Filipe Nyusi disse que manteve uma conversa telefónica este sábado com o presidente da Resistência Nacional Moçambicana (Renamo), Ossufo Momade, e chegou a um acordo para se iniciar um novo levantamento para contemplar militares que reivindicam a continuação do processo.

“Ainda esta segunda-feira vai começar o registo de mais homens armados para serem integrados (nas forças estatais)”, disse Filipe Nyusi no distrito de Machanga, no fim da sua visita de três dias a Sofala, no centro de Moçambique.

A autoproclamada Junta Militar da Renamo, que contesta a liderança partidária, ameaçou na quarta-feira com ações militares se o governo moçambicano insistir em negociar com o presidente do partido, alegando que o processo do diálogo está a violar o espírito dos acordos de paz celebrados pelo líder histórico do partido, Afonso Dhlakama, falecido em 2018.

Os negociadores “estão a dizer [aos militares da Renamo]: vão a acantonamento e vão receber dinheiro de três meses e um cabrito macho e fêmea. Isso é abuso, é marginalizar-nos depois de uma vida nas matas”, considerou Mariano Nhungue, o major-general da Renamo que se apresenta como líder da junta militar.

Em declarações a imprensa, Filipe Nyusi considerou com “tendência favorável” o andamento do processo de integração dos homens da Renamo nas forças de defesa moçambicanas, assegurando que já instruiu o comandante-geral a “receber” os 10 oficiais da Renamo integrados na lista já entregue ao governo.

Contudo, o presidente moçambicano reiterou o compromisso para alcançar uma paz definitiva até agosto, classificando de normais as diferenças no seio do maior partido da oposição em Moçambique.

“Ainda hoje aqui em Machanga eu falei ao telefone com o presidente da Renamo e ele me disse que não há problemas no processo de busca pela paz”, precisou Filipe Nyusi, acrescentando que os moçambicanos precisam de viver reconciliados.

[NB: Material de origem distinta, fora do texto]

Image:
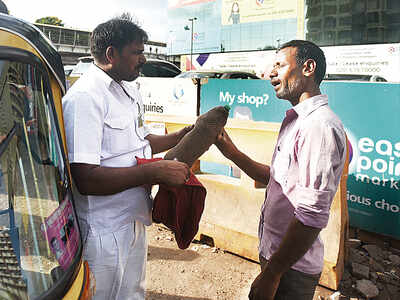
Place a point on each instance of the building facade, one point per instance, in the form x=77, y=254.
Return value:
x=212, y=26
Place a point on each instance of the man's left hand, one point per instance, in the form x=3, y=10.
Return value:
x=181, y=133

“Não podemos levar a debates até interromper o processo aqueles guerreiros que estão ali interessados em terminar a guerra entregarem as armas e mergulhar-se na sociedade, produzirem e cuidarem das suas famílias”, disse o chefe de Estado moçambicano em alusão ao apelo do grupo para que deixe de negociar com a liderança da Renamo.

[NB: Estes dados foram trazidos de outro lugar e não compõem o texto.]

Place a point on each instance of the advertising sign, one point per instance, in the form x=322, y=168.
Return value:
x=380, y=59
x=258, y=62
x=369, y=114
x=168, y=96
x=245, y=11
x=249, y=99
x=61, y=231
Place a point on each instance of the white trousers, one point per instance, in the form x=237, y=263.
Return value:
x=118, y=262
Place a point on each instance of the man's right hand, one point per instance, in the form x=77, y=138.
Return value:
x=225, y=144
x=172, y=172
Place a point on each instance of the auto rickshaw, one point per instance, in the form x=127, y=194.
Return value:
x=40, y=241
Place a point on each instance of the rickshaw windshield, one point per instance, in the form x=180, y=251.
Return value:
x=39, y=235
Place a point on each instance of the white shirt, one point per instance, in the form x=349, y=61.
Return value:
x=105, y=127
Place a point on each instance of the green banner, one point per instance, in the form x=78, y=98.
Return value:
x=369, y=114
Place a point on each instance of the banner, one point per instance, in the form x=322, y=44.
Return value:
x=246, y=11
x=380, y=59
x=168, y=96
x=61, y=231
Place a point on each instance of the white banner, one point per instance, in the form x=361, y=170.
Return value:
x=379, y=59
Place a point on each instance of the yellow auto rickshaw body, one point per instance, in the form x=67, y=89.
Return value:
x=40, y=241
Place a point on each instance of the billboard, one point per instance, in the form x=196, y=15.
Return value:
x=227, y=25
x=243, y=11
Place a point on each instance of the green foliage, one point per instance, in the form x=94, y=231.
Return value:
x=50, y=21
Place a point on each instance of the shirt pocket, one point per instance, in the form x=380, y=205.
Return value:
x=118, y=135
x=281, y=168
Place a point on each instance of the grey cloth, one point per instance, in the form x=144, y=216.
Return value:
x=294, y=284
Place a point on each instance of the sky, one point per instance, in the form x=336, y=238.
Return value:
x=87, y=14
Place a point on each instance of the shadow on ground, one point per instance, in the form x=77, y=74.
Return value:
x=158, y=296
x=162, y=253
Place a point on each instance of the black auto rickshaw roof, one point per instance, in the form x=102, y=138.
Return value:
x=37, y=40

O Governo moçambicano e a Renamo continuam a negociar uma paz definitiva em Moçambique, tendo as partes previsto que até agosto, antes das eleições gerais de 15 de outubro, seja assinado um acordo de paz no país.

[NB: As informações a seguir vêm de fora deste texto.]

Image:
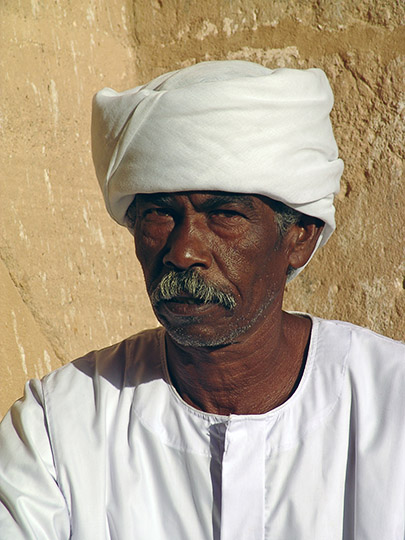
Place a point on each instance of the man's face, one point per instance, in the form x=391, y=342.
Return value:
x=230, y=242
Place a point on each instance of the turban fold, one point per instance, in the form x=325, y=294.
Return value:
x=220, y=126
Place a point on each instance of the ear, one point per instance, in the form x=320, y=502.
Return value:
x=301, y=240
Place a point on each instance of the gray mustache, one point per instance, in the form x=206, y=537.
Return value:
x=191, y=283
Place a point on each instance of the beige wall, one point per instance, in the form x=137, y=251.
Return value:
x=69, y=281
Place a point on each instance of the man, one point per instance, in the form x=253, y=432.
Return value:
x=235, y=420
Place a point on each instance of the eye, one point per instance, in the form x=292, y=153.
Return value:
x=156, y=214
x=226, y=214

Um dos pontos mais complexos das negociações tem sido a questão do desarmamento, desmobilização e reintegração dos homens armados da Renamo.

O principal partido da oposição exige a presença dos seus quadros no Serviço de Informação e Segurança do Estado (SISE) e nas academias militares, o que não tem tido resposta por parte do executivo moçambicano.